Галиндес
Шрифт:
Галиндес называл себя простым человеком. Но слушая, как он расписывал свои подвиги во время войны, сопоставимые только с деяниями Сида Воителя или дона Пелайо, все невольно улыбались про себя. Конечно, он никогда ни словом не обмолвился о тех злодеяниях, что творил во время войны, в том числе и об одиннадцати казненных епископах.
Галиндес любил говорить о своей честности. Но всем было известно, что за небольшую сумму денег он был готов на мошенничество: опираясь на словари и помощь таких же, как он, неразборчивых в средствах преподавателей, он писал для нерадивых студентов дипломы и диссертации, а также рефераты, которые они потом должны были официально представлять факультетскому начальству.
Галиндес любил говорить о своей вере, похваляться ею.
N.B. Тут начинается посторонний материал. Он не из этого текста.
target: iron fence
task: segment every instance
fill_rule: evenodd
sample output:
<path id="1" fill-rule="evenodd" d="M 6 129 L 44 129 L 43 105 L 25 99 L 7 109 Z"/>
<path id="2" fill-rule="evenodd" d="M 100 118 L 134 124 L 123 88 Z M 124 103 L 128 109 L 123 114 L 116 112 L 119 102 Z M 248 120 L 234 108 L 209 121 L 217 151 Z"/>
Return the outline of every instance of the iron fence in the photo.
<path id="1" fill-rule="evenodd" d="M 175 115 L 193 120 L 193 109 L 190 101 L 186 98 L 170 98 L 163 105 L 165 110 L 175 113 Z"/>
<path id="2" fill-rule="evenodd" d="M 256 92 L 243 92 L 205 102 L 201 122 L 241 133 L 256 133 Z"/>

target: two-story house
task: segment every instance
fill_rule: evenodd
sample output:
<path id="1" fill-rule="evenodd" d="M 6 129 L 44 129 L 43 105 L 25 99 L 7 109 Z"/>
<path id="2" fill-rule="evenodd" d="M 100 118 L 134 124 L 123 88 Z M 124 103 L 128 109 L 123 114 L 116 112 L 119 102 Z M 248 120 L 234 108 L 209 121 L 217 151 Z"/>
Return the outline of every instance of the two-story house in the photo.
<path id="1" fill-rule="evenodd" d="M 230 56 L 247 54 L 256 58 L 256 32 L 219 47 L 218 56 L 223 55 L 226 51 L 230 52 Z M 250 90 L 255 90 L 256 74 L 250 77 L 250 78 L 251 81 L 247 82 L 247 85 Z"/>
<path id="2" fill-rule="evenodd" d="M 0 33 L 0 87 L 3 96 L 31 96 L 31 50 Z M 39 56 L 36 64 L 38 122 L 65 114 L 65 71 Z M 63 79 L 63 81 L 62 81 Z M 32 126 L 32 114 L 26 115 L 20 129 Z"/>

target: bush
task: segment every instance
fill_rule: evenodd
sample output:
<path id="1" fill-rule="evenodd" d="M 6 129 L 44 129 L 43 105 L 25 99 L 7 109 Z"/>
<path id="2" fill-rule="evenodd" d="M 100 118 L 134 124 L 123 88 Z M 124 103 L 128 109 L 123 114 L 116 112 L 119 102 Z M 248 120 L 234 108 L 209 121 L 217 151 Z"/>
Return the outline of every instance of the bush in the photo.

Но никто никогда не видел его с молитвенником в руке, не видел входящим в церковь или шепчущим слова молитвы. Напротив, он не только повинен в чудовищных преступлениях против несчастных испанских священников во время войны, но уже на нашей земле совершил ряд преступлений, вырвав молодых людей из лона церкви и заразив их марксистской заразой. Католицизм Галиндеса – наглая ложь, к которой прибегают коммунисты, когда им надо повести за собой людей или занять руководящие посты в учреждениях, никакого отношения к политике не имеющих. Баски – убежденные католики. Мог ли человек, называвший себя «руководителем баскской иммиграции в Доминиканской Республике», не кричать одновременно о своем католицизме, безусловно, вымышленном? И могут ли эти святые чувства сосуществовать рядом с сатанинским учением коммунизма?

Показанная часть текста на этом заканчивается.